Precision vs Recall tradeoff (or equivalent) with concrete examples

Instead of precision and recall, here we consider speed vs memory tradeoff. For example:

  • Using GPU speeds up training but uses more memory. If memory is limited, CPU might be better.
  • Using CPU saves memory but runs slower, which can delay results.

Choosing placement depends on your priority: faster results (GPU) or lower memory use (CPU).

What "good" vs "bad" metric values look like for this use case

Good: Low execution time (seconds) and memory usage within device limits. For example, GPU execution time under 5 seconds and memory usage below device capacity.

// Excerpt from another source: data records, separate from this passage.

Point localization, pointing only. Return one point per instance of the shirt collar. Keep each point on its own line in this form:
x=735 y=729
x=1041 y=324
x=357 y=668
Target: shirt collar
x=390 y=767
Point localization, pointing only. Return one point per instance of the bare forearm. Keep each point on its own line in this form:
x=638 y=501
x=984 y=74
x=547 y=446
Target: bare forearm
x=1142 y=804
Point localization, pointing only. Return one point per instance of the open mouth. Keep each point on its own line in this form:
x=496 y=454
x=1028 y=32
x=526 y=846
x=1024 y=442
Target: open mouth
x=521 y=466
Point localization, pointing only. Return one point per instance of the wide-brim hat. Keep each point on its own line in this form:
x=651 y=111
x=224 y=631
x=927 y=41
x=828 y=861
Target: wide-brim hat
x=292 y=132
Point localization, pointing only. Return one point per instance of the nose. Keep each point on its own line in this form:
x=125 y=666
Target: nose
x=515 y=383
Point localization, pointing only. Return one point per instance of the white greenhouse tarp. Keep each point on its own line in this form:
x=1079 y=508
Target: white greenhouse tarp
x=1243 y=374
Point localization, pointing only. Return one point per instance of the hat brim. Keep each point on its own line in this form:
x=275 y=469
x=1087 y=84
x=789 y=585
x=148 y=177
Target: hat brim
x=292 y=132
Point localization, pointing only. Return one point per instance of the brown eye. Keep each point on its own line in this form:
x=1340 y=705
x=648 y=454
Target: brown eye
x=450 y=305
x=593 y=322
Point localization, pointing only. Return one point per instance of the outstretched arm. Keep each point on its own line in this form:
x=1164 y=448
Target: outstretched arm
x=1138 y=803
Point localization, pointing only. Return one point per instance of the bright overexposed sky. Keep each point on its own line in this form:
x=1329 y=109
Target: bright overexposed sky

Bad: High execution time (e.g., CPU taking 10+ seconds when GPU can do it in 3) or memory overflow errors causing crashes.

Metrics pitfalls
  • Ignoring data transfer time: Moving tensors between CPU and GPU can add delay, hurting performance.
  • Overlooking memory limits: Placing too large tensors on GPU can cause out-of-memory errors.
  • Assuming GPU always faster: Small models or simple tasks may run faster on CPU due to overhead.
  • Not measuring end-to-end time: Only timing computation ignores data loading and transfer delays.
Self-check question

Your model runs in 3 seconds on GPU but 12 seconds on CPU. However, GPU memory usage is 95% of capacity and sometimes causes errors. Is GPU placement good for production? Why or why not?

Key Result
Execution time and memory usage are key metrics to evaluate GPU vs CPU tensor placement, balancing speed and resource limits.